Automated software engineering has been greatly empowered by the recent
advances in Large Language Models (LLMs) for programming. While current
benchmarks have shown that LLMs can perform various software engineering tasks
like human developers, the majority of their evaluations are limited to short
and self-contained algorithmic tasks. Solving challenging and practical
programming tasks requires the capability of utilizing diverse function calls
as tools to efficiently implement functionalities like data analysis and web
development. In addition, using multiple tools to solve a task needs
compositional reasoning by accurately understanding complex instructions.
Fulfilling both of these characteristics can pose a great challenge for LLMs.
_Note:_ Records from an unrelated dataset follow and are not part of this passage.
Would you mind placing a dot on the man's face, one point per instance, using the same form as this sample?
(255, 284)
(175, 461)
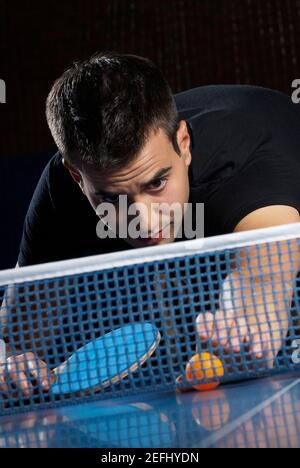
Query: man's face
(158, 175)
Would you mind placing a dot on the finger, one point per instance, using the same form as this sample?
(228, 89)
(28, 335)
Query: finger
(257, 344)
(3, 385)
(238, 335)
(205, 325)
(16, 371)
(39, 372)
(223, 324)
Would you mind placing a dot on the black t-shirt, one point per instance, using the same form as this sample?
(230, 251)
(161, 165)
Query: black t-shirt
(245, 155)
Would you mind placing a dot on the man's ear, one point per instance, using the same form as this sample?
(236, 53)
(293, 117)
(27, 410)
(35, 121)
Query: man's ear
(184, 141)
(73, 172)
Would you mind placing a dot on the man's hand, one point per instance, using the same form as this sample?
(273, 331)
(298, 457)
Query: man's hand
(20, 371)
(248, 317)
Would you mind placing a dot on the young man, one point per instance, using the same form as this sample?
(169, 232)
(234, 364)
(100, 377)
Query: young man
(120, 131)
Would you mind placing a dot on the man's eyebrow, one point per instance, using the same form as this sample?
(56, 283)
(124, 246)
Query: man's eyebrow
(159, 174)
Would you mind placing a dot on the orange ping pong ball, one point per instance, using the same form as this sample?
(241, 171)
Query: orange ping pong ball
(204, 366)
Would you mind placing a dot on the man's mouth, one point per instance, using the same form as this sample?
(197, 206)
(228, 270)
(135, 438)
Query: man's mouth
(155, 238)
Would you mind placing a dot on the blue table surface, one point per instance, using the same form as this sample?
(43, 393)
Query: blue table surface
(257, 413)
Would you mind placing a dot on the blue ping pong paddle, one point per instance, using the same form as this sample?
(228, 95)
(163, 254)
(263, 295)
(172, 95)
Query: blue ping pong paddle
(106, 360)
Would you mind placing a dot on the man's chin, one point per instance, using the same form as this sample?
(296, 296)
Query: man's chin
(139, 243)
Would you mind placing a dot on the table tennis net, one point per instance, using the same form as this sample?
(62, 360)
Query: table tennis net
(246, 283)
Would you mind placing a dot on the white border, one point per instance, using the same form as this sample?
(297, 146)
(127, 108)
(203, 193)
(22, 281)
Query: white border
(149, 254)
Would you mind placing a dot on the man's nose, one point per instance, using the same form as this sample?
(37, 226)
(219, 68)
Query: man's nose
(148, 216)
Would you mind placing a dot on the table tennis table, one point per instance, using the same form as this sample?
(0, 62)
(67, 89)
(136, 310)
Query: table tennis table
(147, 411)
(259, 413)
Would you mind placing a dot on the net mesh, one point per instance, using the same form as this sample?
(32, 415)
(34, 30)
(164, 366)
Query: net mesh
(238, 301)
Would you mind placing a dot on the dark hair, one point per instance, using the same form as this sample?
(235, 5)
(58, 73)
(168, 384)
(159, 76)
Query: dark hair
(101, 111)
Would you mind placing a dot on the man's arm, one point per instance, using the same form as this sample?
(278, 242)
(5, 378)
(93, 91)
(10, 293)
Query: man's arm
(22, 323)
(256, 296)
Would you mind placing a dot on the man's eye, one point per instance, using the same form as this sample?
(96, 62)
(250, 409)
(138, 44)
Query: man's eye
(158, 184)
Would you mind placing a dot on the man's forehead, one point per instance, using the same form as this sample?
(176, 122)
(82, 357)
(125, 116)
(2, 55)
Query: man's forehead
(147, 164)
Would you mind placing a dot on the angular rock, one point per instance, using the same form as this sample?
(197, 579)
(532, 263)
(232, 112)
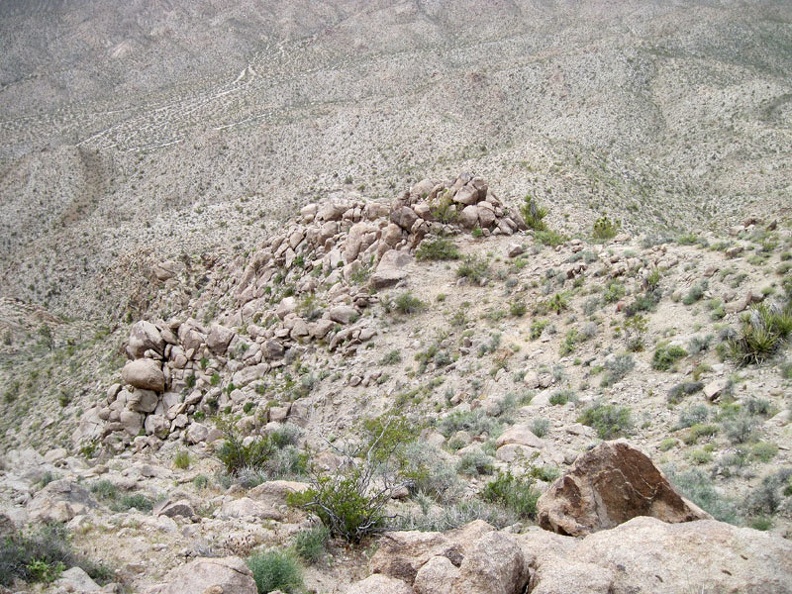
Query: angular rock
(380, 584)
(343, 314)
(391, 269)
(607, 486)
(219, 338)
(144, 336)
(59, 501)
(494, 565)
(402, 554)
(245, 507)
(209, 576)
(404, 217)
(142, 400)
(171, 509)
(145, 374)
(436, 576)
(468, 218)
(131, 421)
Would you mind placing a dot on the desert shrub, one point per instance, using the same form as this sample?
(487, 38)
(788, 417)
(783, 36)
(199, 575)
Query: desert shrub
(763, 331)
(533, 214)
(351, 503)
(561, 397)
(764, 451)
(440, 248)
(540, 427)
(698, 413)
(613, 292)
(549, 237)
(428, 473)
(741, 428)
(276, 570)
(474, 463)
(271, 456)
(681, 390)
(608, 420)
(517, 494)
(617, 368)
(407, 304)
(475, 269)
(558, 302)
(182, 460)
(698, 487)
(311, 545)
(456, 515)
(41, 556)
(517, 308)
(476, 422)
(770, 494)
(698, 430)
(605, 229)
(537, 327)
(666, 355)
(391, 357)
(695, 293)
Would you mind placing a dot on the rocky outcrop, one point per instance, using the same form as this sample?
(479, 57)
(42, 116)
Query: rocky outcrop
(225, 574)
(340, 250)
(609, 485)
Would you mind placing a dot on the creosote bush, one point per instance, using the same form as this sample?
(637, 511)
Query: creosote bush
(609, 420)
(276, 570)
(605, 229)
(42, 555)
(440, 248)
(517, 494)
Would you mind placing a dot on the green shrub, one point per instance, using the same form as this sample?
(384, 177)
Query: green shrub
(344, 505)
(276, 570)
(407, 304)
(763, 331)
(681, 390)
(533, 214)
(182, 460)
(608, 420)
(311, 544)
(391, 357)
(517, 494)
(437, 249)
(605, 229)
(698, 487)
(549, 238)
(695, 293)
(475, 269)
(561, 397)
(41, 556)
(666, 355)
(617, 368)
(474, 463)
(614, 291)
(475, 422)
(540, 427)
(537, 327)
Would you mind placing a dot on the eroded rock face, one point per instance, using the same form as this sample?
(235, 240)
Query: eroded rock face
(609, 485)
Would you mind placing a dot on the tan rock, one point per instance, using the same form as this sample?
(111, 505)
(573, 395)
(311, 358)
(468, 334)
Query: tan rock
(607, 486)
(215, 575)
(380, 584)
(145, 374)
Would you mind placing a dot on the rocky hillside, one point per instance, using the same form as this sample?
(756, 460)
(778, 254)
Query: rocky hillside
(153, 130)
(454, 355)
(255, 322)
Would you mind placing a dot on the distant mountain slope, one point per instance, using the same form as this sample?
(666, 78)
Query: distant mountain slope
(142, 126)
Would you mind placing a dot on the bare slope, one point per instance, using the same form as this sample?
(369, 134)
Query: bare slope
(153, 127)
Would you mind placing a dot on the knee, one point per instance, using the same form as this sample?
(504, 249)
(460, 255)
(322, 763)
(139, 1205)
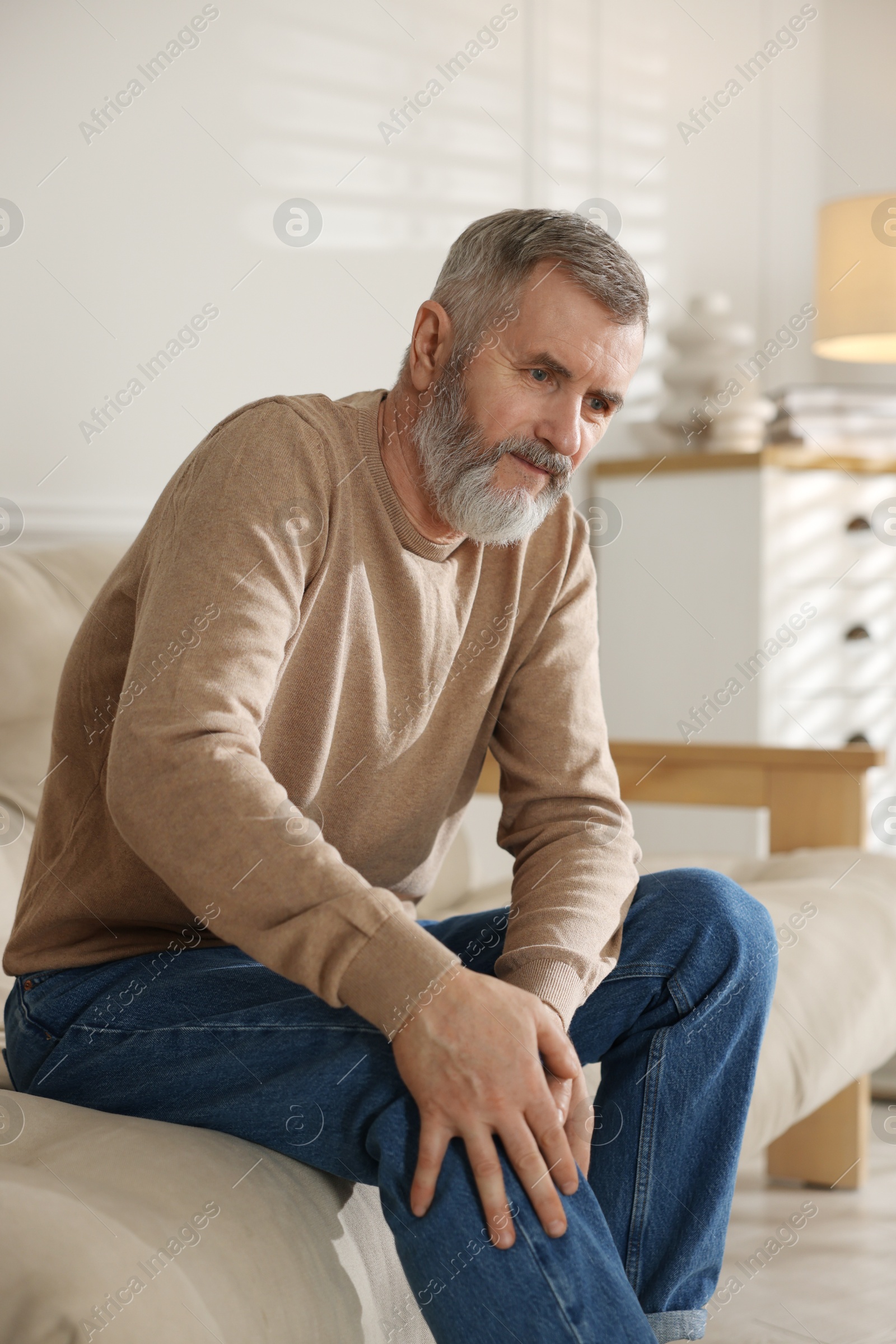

To assess how well LLMs can solve challenging and practical programming tasks,
we introduce Bench, a benchmark that challenges LLMs to invoke multiple
function calls as tools from 139 libraries and 7 domains for 1,140 fine-grained
programming tasks. To evaluate LLMs rigorously, each programming task
encompasses 5.6 test cases with an average branch coverage of 99%. In addition,
we propose a natural-language-oriented variant of Bench, Benchi, that
automatically transforms the original docstrings into short instructions only
with essential information. Our extensive evaluation of 60 LLMs shows that LLMs
are not yet capable of following complex instructions to use function calls
precisely, with scores up to 60%, significantly lower than the human
performance of 97%. The results underscore the need for further advancements in
this area.

基于大型语言模型 (LLMs) 的自动化软件工程在最近的进展中得到了极大的增强。尽管当前的基准测试表明 LLMs 可以完成各种软件工程任务，如人类开发人员一样，但它们的大多数评估仅限于简短的、自包含的算法任务。解决具有挑战性和实际意义的编程任务需要利用多种函数调用作为工具，以有效地实现数据分析和 Web 开发等功能。此外，使用多个工具来解决一个任务需要通过准确理解复杂的指令来进行组合推理。同时实现这两个特征对于 LLMs 来说是一个巨大的挑战。为了评估 LLMs 解决具有挑战性和实际意义的编程任务的能力，我们引入了一个基准测试集 Bench，其中挑战 LLMs 以从 139 个库和 7 个领域中选择 1,140 个细粒度的编程任务中调用多个函数调用作为工具。为了对 LLMs 进行严格评估，每个编程任务包括 5.6 个测试用例，平均分支覆盖率达到 99%。此外，我们提出了 Bench 的自然语言导向变体 Benchi，它将原始的文档字符串自动转换为仅具有基本信息的简短指令。我们对 60 个 LLMs 进行了广泛评估，结果显示 LLMs 还不能准确地遵循复杂指令来使用函数调用，得分最高仅为 60%，明显低于人类的 97%。这些结果强调了在这个领域进一步改进的需要。